Samsun Kavak S Tipi Yüksek Güvenlikli Kapalı Cezaevi’nde tutulan Selami Üstündağ, annesi Mülkiye Üstündağ ile yaptığı telefon görüşmesinde cezaevinde kendilerine işkence yapıldığını söyledi. Açlık grevi eylemini sürdüren Üstündağ, İnfaz Hakimliği ve Savcılığa yazdıkları mektupların ulaşıp ulaşmadığını da bilmediklerini belirtti. Anne Mülkiye Üstündağ, "Oğlumun hayatından endişe duyuyorum. Oğlumun ve onun gibi işkence gören diğer tutsakların başka bir cezaevine nakledilmesini talep ediyorum” dedi. Ebubekir Üstündağ da "Yeğenimin can güvenliğinden endişe duyuyorum. Her kuruma dilekçe gönderiyoruz ama dilekçelerimizden hiçbir yetkilinin haberi yok. Mahkumlara esir muamelesi yapıyorlar” şeklinde konuştu.

 

* * *

Kanser ilaçlarını vermiyorlar

Mehdi Boz, 14 Şubat’tan beri açlık grevinde olduğunu belirterek,“13 gündür kanser ve tansiyon ilaçlarımı alamıyorum” dedi. 

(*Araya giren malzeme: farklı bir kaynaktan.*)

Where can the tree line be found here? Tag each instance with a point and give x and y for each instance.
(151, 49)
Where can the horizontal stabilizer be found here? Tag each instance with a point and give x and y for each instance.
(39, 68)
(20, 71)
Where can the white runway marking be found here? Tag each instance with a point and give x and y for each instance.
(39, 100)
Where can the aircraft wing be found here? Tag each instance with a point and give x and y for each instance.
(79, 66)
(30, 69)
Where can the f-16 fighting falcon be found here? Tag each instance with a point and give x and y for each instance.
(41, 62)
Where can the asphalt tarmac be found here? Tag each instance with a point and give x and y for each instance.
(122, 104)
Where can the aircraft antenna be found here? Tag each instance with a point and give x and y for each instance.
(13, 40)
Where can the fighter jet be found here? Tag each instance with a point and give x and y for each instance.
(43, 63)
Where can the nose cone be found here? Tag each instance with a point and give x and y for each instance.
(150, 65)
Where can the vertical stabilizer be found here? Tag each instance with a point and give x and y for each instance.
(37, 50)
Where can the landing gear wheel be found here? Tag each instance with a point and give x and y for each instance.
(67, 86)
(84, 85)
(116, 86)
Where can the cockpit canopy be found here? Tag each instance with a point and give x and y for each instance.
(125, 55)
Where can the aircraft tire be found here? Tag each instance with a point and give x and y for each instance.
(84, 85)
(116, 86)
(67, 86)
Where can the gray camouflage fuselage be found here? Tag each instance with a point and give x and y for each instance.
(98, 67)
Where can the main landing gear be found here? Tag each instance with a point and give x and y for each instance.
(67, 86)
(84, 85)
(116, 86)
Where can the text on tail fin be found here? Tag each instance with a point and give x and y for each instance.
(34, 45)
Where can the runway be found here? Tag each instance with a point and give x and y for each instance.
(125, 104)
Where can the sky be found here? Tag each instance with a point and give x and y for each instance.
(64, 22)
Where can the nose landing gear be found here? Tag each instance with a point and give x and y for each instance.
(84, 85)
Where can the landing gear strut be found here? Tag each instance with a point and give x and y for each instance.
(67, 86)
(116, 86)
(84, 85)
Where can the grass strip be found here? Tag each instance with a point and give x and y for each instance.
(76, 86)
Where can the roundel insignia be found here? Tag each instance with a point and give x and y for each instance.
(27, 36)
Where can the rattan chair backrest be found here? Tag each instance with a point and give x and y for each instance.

İHD İstanbul Şubesi Hapishane Komisyonu, her hafta düzenlediği  “F Oturması” eyleminin 625’incisini dernek binası önünde yaptı. Bu haftaki eylemde Elâzığ 2 No’lu Yüksek Güvenlikli Cezaevi’ndeki ağır hasta tutsak Mehdi Boz’un durumuna dikkat çekildi. İHD Üyesi Taylan Bekin, Boz’un durumunu paylaştı. Boz’un, tiroit bezi kanseri, KOAH, hipertansiyon, böbrek, mide, prostat ve diş hastası olmasına rağmen sağlık ve tedavi hakkına erişimi engellendiğini hatırlatan Bekin, 25 Mayıs 2016'da tiroit ameliyatı olan ve kanser teşhisi konulan Boz’un, tedaviye erişemediği gibi kelepçeli muayene dayatmasına da maruz kaldığını aktardı. Bekin, hasta tutsak Boz’un derneğe yaptığı son başvuru metnini okudu. Boz, başvurusunda, "14 Şubat'tan beri açlık grevindeyim. 13 gündür kanser ve tansiyon ilaçlarımı alamıyorum“ dedi.

 

* * *

ATK'nin kararı ölüm fermanıdır

ATK, tek başına yaşamın idame edemeyecek durumda olan ağır hasta tutsak Abdulalim Kaya hakkında 11 Mart'ta “Kendi ihtiyaçların karşılayabilir ve cezaevinde kalabilir, hayatını idame edebilir” şeklinde karar verildi.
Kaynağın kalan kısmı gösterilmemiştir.